Het eindarrest van het hof is aan dit arrest gehecht.
2. Het geding in cassatie
Tegen het eindarrest van het hof heeft Pubital beroep in cassatie ingesteld. De cassatiedagvaarding is aan dit arrest gehecht en maakt daarvan deel uit.
[Verweerder] heeft geconcludeerd tot verwerping van het beroep.
De zaak is voor partijen toegelicht door hun advocaten. Namens Pubital is gerepliceerd en namens [verweerder is gedupliceerd.
De conclusie van de Advocaat-Generaal L. Timmerman strekt tot verwerping van het beroep.
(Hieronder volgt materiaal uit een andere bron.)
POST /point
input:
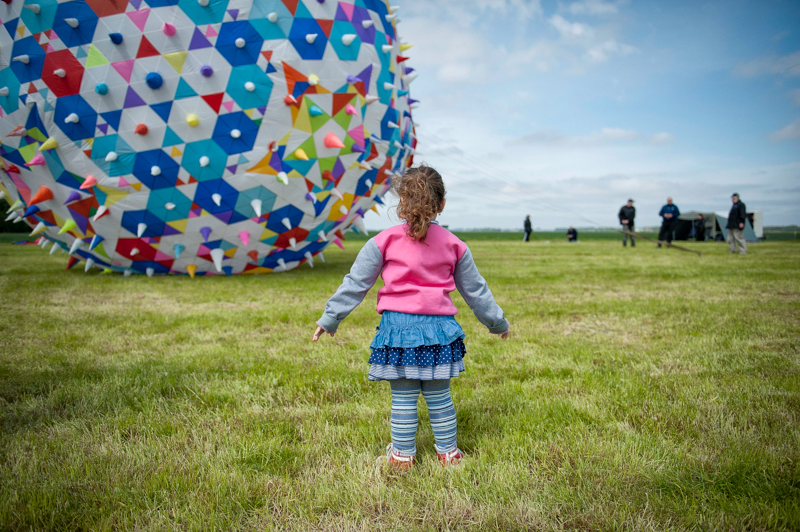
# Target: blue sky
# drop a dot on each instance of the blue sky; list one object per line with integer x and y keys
{"x": 564, "y": 109}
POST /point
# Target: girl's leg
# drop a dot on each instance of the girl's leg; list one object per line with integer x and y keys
{"x": 405, "y": 393}
{"x": 442, "y": 414}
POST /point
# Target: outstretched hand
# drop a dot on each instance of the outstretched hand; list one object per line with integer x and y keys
{"x": 318, "y": 333}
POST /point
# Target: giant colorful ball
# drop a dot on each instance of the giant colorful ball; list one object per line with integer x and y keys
{"x": 200, "y": 136}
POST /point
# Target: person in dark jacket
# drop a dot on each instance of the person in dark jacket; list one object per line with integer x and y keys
{"x": 572, "y": 235}
{"x": 528, "y": 229}
{"x": 626, "y": 215}
{"x": 700, "y": 228}
{"x": 736, "y": 221}
{"x": 669, "y": 213}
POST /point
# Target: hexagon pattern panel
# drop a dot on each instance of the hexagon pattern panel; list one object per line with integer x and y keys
{"x": 200, "y": 136}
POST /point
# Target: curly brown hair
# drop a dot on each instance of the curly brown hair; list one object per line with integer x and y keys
{"x": 421, "y": 191}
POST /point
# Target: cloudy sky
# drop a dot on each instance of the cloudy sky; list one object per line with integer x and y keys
{"x": 564, "y": 109}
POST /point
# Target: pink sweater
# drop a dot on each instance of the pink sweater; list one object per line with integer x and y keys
{"x": 418, "y": 277}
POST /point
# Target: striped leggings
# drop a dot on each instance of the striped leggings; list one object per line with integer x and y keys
{"x": 442, "y": 413}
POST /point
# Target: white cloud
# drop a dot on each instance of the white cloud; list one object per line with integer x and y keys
{"x": 787, "y": 65}
{"x": 790, "y": 132}
{"x": 597, "y": 48}
{"x": 571, "y": 30}
{"x": 595, "y": 7}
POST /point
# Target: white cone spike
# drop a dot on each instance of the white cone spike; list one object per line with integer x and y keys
{"x": 101, "y": 210}
{"x": 256, "y": 204}
{"x": 38, "y": 229}
{"x": 75, "y": 245}
{"x": 217, "y": 255}
{"x": 359, "y": 223}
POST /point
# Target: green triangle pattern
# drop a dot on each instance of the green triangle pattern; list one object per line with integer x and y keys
{"x": 184, "y": 90}
{"x": 95, "y": 58}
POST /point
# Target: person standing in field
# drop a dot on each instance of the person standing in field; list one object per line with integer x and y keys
{"x": 626, "y": 215}
{"x": 419, "y": 345}
{"x": 528, "y": 229}
{"x": 736, "y": 220}
{"x": 572, "y": 234}
{"x": 700, "y": 228}
{"x": 669, "y": 213}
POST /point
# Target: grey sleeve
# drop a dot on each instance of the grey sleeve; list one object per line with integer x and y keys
{"x": 476, "y": 293}
{"x": 356, "y": 284}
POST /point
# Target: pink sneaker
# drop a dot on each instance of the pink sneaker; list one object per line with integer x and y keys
{"x": 397, "y": 460}
{"x": 452, "y": 458}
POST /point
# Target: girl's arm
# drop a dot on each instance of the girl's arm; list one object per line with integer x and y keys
{"x": 476, "y": 293}
{"x": 356, "y": 284}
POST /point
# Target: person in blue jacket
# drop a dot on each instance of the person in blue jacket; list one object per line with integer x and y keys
{"x": 669, "y": 213}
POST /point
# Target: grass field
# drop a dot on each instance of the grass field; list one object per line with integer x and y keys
{"x": 642, "y": 389}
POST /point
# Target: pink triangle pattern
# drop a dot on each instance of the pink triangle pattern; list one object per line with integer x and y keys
{"x": 139, "y": 18}
{"x": 357, "y": 133}
{"x": 348, "y": 9}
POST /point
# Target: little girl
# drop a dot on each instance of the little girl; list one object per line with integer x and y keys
{"x": 419, "y": 345}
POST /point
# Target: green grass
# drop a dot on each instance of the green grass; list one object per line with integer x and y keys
{"x": 642, "y": 389}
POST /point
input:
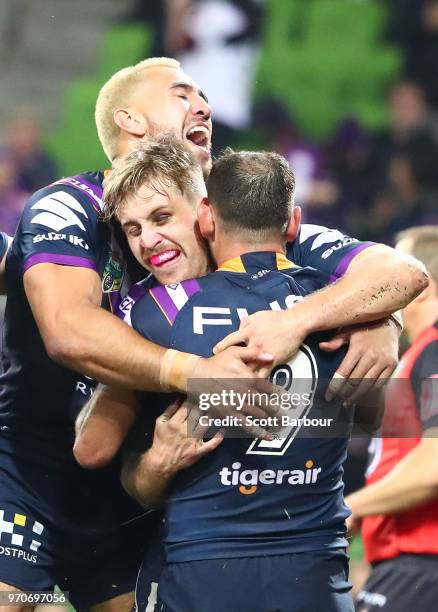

3. Beoordeling van het middel
De in het middel aangevoerde klachten kunnen niet tot cassatie leiden. Zulks behoeft, gezien art. 81 RO, geen nadere motivering nu de klachten niet nopen tot beantwoording van rechtsvragen in het belang van de rechtseenheid of de rechtsontwikkeling.
4. Beslissing
De Hoge Raad:
verwerpt het beroep;
veroordeelt Pubital in de kosten van het geding in cassatie, tot op deze uitspraak aan de zijde van [verweerder] begroot op € 1.207,34 aan verschotten en € 2.200,-- voor salaris.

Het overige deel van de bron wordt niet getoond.